The next scope of this attempt was the construction of novel benzimidazole-fused dihydropyrimidine 116 and pyrimido[1,2-a]benzimidazoles 117 through multicomponent reactions (Scheme 12). The key intermediate, 2-aminobenzimidazoles 115 were constructed by using cyanogen bromide through cyclization of ortho-phenylenediamine 97. The multicomponent reaction between IL-grafted 2-aminobenzimidazoles, aldehyde, and electron-deficient acetylenes for the synthesis of dihydropyrimidobenzimidazole 116 is also presented in Scheme 12 [48]. The reaction involves imine formation followed by Mannich reaction and subsequent intramolecular electrophilic aromatic substitution. Further sigmatropic rearrangement toward the formation of a more stable conjugate system through stabilization of the ionic intermediate to furnish dihydropyrimidobenzimidazole 116 was also achieved. Multicomponent synthesis of benzimidazole iminopyrimidines 118 by using IL-supported 2-aminobenzoimidazole 115, malononitrile, and benzaldehyde under microwave irradiation through Knoevenagel condensation, Michael addition, followed by intramolecular cyclization afforded tricyclic ring system 117 [49]. Notably, one-pot multicomponent rearrangement reaction under basic conditions worked well for the library synthesis of 116 and 117.

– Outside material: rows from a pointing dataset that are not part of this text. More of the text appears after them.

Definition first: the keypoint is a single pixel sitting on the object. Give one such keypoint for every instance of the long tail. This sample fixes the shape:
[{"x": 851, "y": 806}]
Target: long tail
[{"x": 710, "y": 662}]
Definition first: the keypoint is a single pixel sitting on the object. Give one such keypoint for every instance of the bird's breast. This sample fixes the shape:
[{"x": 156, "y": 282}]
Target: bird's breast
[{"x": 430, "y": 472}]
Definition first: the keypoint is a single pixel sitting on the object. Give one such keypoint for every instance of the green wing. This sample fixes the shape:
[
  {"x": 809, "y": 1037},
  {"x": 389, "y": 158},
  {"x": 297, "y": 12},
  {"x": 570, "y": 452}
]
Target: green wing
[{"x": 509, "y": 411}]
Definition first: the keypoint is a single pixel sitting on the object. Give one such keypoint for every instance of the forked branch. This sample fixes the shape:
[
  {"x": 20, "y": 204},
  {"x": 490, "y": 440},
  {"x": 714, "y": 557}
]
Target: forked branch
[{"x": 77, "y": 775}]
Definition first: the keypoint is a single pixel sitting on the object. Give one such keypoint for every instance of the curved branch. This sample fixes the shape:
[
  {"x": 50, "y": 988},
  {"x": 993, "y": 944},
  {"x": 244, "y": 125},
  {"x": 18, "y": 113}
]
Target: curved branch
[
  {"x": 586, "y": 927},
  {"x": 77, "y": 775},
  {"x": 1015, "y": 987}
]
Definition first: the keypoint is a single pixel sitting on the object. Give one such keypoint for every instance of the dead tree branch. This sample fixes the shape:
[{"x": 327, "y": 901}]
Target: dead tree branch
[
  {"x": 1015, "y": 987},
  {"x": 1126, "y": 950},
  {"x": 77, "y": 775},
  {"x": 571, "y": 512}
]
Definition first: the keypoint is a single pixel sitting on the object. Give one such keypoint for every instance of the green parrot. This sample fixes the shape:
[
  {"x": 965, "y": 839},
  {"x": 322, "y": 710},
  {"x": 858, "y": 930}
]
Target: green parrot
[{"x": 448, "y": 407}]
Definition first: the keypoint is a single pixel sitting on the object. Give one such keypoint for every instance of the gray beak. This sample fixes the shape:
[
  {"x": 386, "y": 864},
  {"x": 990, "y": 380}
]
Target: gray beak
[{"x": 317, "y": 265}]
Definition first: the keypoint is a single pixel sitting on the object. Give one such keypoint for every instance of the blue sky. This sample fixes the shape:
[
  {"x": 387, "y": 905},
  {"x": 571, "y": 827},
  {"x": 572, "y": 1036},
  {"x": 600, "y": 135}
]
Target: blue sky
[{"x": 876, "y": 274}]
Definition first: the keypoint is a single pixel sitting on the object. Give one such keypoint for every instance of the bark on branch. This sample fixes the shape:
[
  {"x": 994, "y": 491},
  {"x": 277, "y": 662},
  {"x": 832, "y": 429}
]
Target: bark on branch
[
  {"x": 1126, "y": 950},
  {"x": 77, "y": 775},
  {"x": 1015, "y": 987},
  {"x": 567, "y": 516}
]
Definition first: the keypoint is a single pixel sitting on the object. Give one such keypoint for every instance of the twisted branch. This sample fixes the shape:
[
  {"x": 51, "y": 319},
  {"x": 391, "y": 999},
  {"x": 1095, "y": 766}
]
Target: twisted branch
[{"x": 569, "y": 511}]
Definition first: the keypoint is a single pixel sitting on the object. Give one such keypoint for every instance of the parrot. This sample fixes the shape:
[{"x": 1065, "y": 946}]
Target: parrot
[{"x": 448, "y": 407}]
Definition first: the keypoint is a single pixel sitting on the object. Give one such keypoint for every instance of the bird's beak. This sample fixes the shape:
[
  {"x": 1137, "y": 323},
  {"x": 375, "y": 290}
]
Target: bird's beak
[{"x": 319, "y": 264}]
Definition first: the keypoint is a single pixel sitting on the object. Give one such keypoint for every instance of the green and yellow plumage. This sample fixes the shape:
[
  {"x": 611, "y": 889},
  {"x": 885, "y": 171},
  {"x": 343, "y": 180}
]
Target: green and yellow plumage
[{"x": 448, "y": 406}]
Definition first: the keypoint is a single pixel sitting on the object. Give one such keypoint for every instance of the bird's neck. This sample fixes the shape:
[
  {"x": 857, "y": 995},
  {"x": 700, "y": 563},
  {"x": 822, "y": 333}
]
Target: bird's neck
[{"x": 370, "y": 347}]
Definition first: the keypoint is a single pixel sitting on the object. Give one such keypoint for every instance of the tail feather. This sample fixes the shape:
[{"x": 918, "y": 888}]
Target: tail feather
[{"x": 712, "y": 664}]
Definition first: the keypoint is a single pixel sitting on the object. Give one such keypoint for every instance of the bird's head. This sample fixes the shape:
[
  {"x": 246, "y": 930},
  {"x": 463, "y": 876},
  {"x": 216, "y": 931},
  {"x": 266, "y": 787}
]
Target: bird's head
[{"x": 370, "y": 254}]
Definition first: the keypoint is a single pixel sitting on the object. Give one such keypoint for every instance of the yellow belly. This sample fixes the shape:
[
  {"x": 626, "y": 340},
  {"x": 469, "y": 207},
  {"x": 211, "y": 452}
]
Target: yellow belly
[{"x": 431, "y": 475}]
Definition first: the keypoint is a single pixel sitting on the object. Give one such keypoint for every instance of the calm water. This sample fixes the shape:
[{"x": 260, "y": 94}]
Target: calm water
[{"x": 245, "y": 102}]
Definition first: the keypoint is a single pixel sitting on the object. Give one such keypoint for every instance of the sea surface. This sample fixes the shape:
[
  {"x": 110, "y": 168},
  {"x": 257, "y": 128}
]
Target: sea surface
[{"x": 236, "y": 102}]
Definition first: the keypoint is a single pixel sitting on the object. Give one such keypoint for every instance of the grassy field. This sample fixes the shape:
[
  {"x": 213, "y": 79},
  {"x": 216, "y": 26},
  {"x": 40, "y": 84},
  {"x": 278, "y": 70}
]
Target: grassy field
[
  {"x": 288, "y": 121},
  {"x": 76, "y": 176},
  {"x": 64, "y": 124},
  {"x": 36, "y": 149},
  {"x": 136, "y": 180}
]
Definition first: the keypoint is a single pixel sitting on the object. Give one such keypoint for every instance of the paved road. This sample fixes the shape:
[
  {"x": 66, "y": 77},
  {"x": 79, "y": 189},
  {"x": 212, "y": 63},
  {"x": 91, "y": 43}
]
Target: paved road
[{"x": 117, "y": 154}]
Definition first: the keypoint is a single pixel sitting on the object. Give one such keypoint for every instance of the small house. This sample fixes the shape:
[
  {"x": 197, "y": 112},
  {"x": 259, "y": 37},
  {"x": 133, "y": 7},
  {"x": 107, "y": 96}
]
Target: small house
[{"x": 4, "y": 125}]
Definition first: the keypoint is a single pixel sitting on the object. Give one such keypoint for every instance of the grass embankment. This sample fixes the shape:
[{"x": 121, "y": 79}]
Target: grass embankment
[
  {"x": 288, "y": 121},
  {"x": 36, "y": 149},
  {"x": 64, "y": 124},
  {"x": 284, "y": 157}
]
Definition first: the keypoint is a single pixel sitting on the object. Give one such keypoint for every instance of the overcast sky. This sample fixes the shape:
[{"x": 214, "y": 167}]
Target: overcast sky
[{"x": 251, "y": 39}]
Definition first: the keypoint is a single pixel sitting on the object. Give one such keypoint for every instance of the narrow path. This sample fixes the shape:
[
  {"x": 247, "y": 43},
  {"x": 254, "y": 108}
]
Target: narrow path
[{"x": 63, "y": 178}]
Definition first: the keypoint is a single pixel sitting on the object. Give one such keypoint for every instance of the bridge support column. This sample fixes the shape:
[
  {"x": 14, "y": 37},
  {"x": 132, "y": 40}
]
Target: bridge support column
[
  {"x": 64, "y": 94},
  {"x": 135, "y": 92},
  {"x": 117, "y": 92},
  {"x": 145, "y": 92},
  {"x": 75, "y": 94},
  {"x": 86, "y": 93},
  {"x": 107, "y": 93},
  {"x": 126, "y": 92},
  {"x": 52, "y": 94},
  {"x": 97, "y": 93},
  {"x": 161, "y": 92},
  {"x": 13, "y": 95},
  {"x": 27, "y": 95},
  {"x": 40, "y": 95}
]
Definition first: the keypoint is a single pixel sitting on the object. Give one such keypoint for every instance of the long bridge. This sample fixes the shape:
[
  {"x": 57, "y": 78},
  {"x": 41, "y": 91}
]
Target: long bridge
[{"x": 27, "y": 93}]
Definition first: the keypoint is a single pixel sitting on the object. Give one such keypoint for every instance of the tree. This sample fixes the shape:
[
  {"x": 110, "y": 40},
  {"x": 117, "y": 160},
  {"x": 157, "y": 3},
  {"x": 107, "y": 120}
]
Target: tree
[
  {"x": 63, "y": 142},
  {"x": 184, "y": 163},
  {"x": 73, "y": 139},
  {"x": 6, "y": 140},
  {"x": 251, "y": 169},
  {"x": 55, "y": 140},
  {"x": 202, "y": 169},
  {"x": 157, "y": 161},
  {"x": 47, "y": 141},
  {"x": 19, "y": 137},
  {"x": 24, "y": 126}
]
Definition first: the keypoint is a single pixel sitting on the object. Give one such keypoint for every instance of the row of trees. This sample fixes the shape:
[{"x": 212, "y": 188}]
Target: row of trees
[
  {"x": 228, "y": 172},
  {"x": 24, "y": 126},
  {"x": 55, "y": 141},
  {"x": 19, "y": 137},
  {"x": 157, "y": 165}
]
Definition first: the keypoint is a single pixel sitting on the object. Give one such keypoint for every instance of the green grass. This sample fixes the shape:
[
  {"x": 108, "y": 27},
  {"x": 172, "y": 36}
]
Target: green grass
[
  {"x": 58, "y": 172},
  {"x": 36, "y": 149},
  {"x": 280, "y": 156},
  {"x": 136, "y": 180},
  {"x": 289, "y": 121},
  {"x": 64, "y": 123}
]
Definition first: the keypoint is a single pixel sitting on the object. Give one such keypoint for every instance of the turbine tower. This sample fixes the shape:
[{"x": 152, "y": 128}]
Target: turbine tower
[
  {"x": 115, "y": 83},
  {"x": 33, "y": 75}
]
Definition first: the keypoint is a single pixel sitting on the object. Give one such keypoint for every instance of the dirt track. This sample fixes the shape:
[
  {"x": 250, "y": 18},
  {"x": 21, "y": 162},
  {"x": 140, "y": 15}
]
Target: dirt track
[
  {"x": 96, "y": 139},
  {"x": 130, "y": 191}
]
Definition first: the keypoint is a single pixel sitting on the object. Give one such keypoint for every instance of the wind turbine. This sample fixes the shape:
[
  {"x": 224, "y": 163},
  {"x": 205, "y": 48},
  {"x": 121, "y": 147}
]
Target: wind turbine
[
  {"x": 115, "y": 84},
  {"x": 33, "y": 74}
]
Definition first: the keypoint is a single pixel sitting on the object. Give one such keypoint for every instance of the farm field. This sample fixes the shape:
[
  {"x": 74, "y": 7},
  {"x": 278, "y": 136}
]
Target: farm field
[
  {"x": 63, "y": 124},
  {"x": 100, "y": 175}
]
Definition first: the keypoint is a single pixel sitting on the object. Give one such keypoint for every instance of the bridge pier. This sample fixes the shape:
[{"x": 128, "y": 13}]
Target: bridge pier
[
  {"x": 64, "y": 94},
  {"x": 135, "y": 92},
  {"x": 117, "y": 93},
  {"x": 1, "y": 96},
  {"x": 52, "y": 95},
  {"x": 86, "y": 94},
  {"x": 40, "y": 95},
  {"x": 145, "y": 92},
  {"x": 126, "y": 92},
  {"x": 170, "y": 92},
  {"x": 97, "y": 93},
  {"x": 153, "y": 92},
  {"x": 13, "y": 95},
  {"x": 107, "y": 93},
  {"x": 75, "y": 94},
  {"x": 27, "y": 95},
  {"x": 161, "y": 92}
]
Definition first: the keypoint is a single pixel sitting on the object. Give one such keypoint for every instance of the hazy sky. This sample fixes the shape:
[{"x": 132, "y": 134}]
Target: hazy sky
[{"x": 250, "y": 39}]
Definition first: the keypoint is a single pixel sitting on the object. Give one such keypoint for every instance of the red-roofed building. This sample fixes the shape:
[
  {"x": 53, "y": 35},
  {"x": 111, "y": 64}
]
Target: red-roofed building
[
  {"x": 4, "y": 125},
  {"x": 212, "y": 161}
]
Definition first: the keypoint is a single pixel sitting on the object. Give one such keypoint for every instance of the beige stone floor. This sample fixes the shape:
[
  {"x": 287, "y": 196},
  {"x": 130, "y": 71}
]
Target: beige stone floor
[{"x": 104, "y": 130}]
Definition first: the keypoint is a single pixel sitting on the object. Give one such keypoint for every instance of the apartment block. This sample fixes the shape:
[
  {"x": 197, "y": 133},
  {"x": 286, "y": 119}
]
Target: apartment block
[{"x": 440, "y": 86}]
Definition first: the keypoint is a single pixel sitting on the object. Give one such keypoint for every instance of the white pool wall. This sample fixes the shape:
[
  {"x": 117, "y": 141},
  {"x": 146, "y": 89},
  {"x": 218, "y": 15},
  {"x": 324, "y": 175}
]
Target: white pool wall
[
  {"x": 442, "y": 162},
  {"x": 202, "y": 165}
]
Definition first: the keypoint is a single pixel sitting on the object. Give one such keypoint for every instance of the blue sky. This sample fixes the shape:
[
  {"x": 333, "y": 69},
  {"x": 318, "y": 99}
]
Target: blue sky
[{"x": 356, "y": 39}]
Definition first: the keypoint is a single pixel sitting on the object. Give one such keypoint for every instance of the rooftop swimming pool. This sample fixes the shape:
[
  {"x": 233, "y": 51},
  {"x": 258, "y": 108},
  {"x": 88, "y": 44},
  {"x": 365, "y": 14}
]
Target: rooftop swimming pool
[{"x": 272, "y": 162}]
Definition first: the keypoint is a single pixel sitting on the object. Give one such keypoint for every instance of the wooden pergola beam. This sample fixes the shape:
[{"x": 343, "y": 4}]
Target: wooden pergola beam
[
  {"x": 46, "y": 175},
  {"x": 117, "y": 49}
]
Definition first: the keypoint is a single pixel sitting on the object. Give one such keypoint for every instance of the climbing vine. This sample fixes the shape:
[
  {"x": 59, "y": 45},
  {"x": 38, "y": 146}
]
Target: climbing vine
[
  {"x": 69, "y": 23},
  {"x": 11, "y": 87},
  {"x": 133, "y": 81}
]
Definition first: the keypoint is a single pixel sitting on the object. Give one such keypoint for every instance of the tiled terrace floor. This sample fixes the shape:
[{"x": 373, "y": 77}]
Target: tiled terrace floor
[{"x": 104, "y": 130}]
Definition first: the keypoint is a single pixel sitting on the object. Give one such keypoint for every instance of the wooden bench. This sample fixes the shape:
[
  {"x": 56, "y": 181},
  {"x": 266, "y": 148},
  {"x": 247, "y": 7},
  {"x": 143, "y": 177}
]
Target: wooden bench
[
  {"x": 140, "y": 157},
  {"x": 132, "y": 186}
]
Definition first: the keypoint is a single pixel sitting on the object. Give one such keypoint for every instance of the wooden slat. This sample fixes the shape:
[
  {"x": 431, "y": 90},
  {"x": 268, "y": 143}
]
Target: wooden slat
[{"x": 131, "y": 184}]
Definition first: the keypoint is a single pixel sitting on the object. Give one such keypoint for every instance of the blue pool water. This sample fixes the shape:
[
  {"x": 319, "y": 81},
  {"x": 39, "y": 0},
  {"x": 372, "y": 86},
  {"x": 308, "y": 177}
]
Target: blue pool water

Sun et al. [51] have further reported the scope of the cyclization reaction of privileged scaffolds, IL-tagged diamines 99. Microwave-assisted IL-supported synthesis toward dihydro- and tetrahydroquinazoline analogs was demonstrated in Scheme 14 [50]. In order to construct quinazoline framework, IL-supported 99 was condensed with one-carbon electrophile aldehydes and isothiocyanates resulting tetrahydroquinazoline 120 and dihydroquinazoline 122, respectively. To extend the scope of this cyclization reaction, treatment of the same starting material with α-ketobenzoic acids or γ-ketoaliphatic acid in the presence of acetic acid afforded isoindolo[1,2-a]quinazoles 119 under microwave irradiation (Scheme 14) [51]. Removal of IL support from quinazolines moiety under transesterification conditions furnished heterocycles 119, 121, and 123 with varied molecular complexity. The present methods offer more effective platforms to access structurally diverse heterocycles.